6. what is the fic you wrote with the angstiest ending? Gonna say "Lie Still" (Angel/BTVS). It deals with a canon character death, sort of me exploring why I felt like this ending fit the character, though it's so personal to my own feelings that I feel like it's difficult for other readers to parse.
7. what's the fic you wrote with the happiest ending? This is difficult to say, as I much prefer to write happy endings so there are many!! I might say "Harbored" or "A Dram of Sweet is Worth a Pound of Sorrow" (both SGA), as they both deal with the main character overcoming painful histories to find happiness.
8. do you get hate on fics? Nothing I would call hate, though sometimes I get odd comments.
9. do you write smut? Lots.
10. craziest crossover? I adore crossovers. I'm gonna interpret this question slightly differently than I have in the past and say "One and One and One is Three" (MCU). Technically this isn't a "crossover" in the sense of different properties, but in the sense of the multiverse and 5 universes of people running around and seeing what their-self is up to in another universe.
11. have you ever had a fic stolen? Not that I'm aware of.
12. have you ever had a fic translated? No.
13. have you ever co-written a fic before? No, but technically Eos and I are co-authors on "Aubade," as she contributed gorgeous illustrations!!
14. all time favorite ship? I have so many fandoms and characters I love that I tend to ship whatever characters' vibes works for me in that moment. Recently, I do tend toward vaguely evil/unbelievable snark as a ship dynamic, which has manifested in me writing over 100,000 words each for inussess, frostiron, and jodd
15. what's a wip you want to finish but doubt you ever will? At the moment I'm fighting the pull of garashir. I do NOT need to get pulled into another fandom, especially one where I need to learn a whole new writing vocabulary that I haven't been paying that much attention to as I (re)watch the show. But I have a very specific vibe I'm searching for that I want to read and I haven't found a fic to fill that vibe yet, so I've opened a Gdoc to store some notes, and so I guess it counts as a WIP though I want it to exist as much as I do not want to write it.
16. what are your writing strengths? I haven't been writing much lately so at the moment I'm not really feeling that I'm good at anything lol.

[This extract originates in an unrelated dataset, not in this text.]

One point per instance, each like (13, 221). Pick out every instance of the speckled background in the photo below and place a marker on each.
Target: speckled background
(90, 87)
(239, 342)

17. what are your writing weaknesses? currently I'm gonna go with summer. it's too hot and i have no energy.
18. thoughts on dialogue in another language? Do whatever makes you happy, but if I needed to know what that said for the plot you better provide a translation.
19. first fandom you wrote in? OT Star Wars
20. favorite fic you've written? Whew, this one is hard to answer. My favorite moments that I envisioned in my head tend to not end up translating as well as I want them to onto the page, but "With Autumn Closing In" (MCU), "Oh Talk Not to Me Of a Name Great in Story" (SGA), and "Ivory Fanged" (Kiesha'ra) are probably some of my favorites.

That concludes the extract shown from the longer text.